In this paper we continued our initial experiments on the effects of anonymization and perturbation of knowledge bases on classifier performance and expanded our efforts to multi-class classification, outlier-removal as well as a combined outlier/anonymization approach. Our results show that selective deletion of significant attribute values is preferable to general anonymization, insofar a dataset’s topology allows for such conduct. We have furthermore seen that reducing variance in a dataset prevents algorithms of different breeds alike from finding efficient discriminators between classes, leading to a significant degradation of machine learning performance. Finally, we were astonished to observe that combining outlier-removal with anonymization can - under circumstances - yield almost as good a performance as classification on the original, un-anonymized dataset itself.
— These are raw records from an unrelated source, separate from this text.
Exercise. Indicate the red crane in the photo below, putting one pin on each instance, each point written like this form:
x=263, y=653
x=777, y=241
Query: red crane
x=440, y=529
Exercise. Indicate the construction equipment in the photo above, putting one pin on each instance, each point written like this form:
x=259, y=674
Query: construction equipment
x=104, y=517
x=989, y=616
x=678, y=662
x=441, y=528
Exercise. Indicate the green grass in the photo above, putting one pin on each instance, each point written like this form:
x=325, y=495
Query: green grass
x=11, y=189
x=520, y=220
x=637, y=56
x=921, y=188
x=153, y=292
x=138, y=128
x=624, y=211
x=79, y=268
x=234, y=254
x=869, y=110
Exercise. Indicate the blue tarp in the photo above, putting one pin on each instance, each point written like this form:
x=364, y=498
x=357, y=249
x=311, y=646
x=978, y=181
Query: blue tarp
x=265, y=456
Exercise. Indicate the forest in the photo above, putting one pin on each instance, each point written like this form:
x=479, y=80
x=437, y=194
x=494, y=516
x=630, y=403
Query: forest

We believe that this insight, in combination with work on interactive Anonymization we are currently conducting, state-of-the art anonymization techniques (we were using a rather simple algorithm for this paper), as well as the introduction of synthetic data, will enable us to soon propose competitive Machine Learning pipelines for real-world usage to counterbalance any regulatory disadvantage European companies are currently facing on the marketplace.